Ed Lessons. Ed Lessons hosts the precept exercises. (Access Ed via Canvas.)
TigerFile. TigerFile is our web portal for submitting programming assignments and programming exams.
Booksite. The booksite is a resource that accompanies the textbook for use while online (for example, while programming); it contains the code from the book and solutions to selected exercises. The textbook is for your use when initially learning new material or reinforcing your understanding of that material (for example, when reviewing for an exam).
codePost. You can check your assignment and programming exam feedback and grades on codePost.
GradeScope. Results of written exams, along with feedback, will be given on GradeScope.
Java Visualizer. Visualize your code with the JavaVisualizer.

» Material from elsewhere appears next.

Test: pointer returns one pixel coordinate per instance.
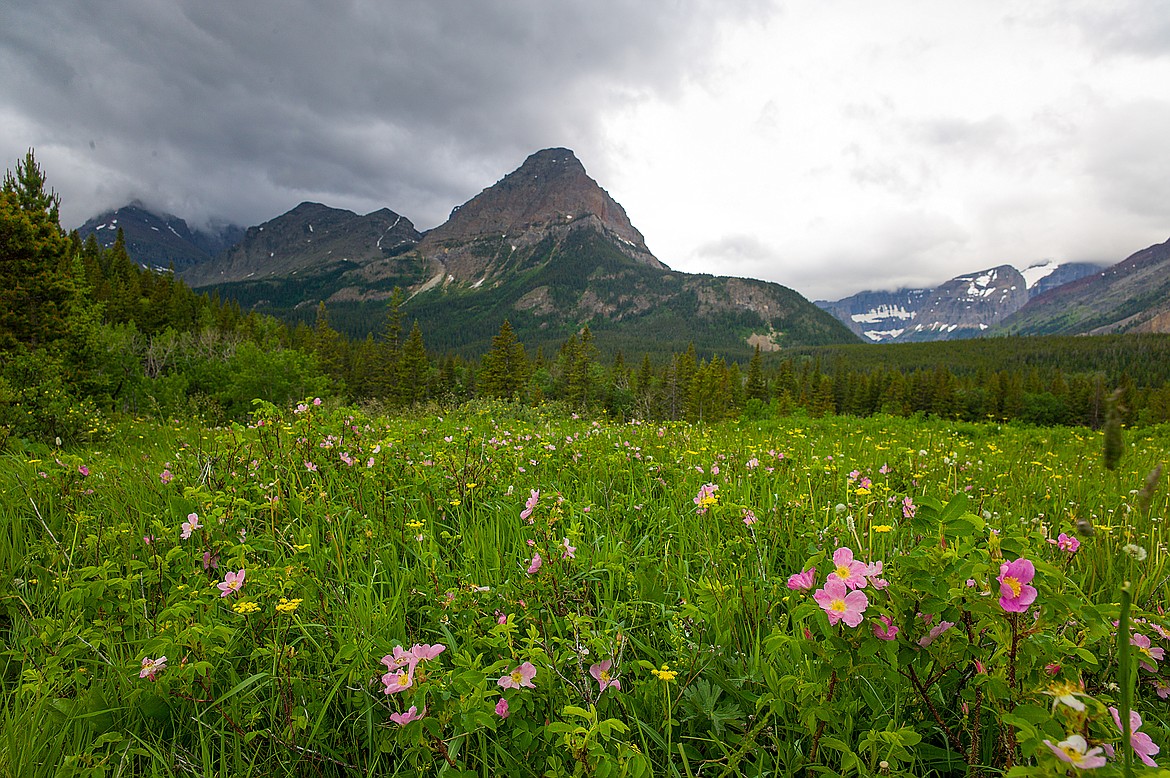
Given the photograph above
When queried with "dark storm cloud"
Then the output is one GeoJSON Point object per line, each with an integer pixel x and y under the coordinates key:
{"type": "Point", "coordinates": [242, 109]}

COS 126 is a challenging course. If you are falling behind, be proactive. Contact your preceptor as soon as possible and schedule a meeting with them. In the meeting, review the material and make a plan for success in this course. If you don’t feel comfortable talking to your preceptor, contact the course instructors as soon as possible to arrange to get some help. We will be happy to meet with you. Please make use of the following resources:
Ed Discussion. The best way to ask a short question about the course materials is via Ed Discussion, an online forum in which student ask and answer questions. Please do not email your preceptor with such questions; use Ed Discussion. The course staff monitors this forum regularly.
Preceptor Office Hours. For more substantial questions about the course materials, you should attend preceptor office hours. You’re welcome to attend any preceptor office hours. Some office hours are in person and some are on Zoom. Please check the calendar. Office hours can be used for help on assignments, for questions about course topics, or even general advice on computer science. We expect, however, that you have watched the appropriate lecture and attempted the corresponding precept exercises before going to office hours.
Your Preceptor. Your preceptor is generally your first point of contact. You can also schedule a one-on-one meeting if necessary.
Lab TAs. Undergraduate Lab TAs are available to help you debug your code, provided you have first made a reasonable effort to identify the bug and isolate the problem. This means you should have watched the appropriate lecture and attempted the corresponding precept exercises before going to Lab TAs.
McGraw. McGraw is helping students to create their own, student-led, study groups (as well as many other amazing resources). Information acan be found here for up to date information. McGraw also offers many additional resources!
Peer Tutors. If you feel you need a peer tutor, please contact your preceptor and/or your residential college Director of Studies / Dean.
Sometimes laptops break. We strongly encourage you to back up all course materials. OIT can often help you address a laptop issue. In additon, for students who may not have a computer or for students whose computers fail during the semester:
- McGraw Center’s Digital Learning Lab (DLL), located on the 100 level of Lewis Science Library. Information and hours can be found here.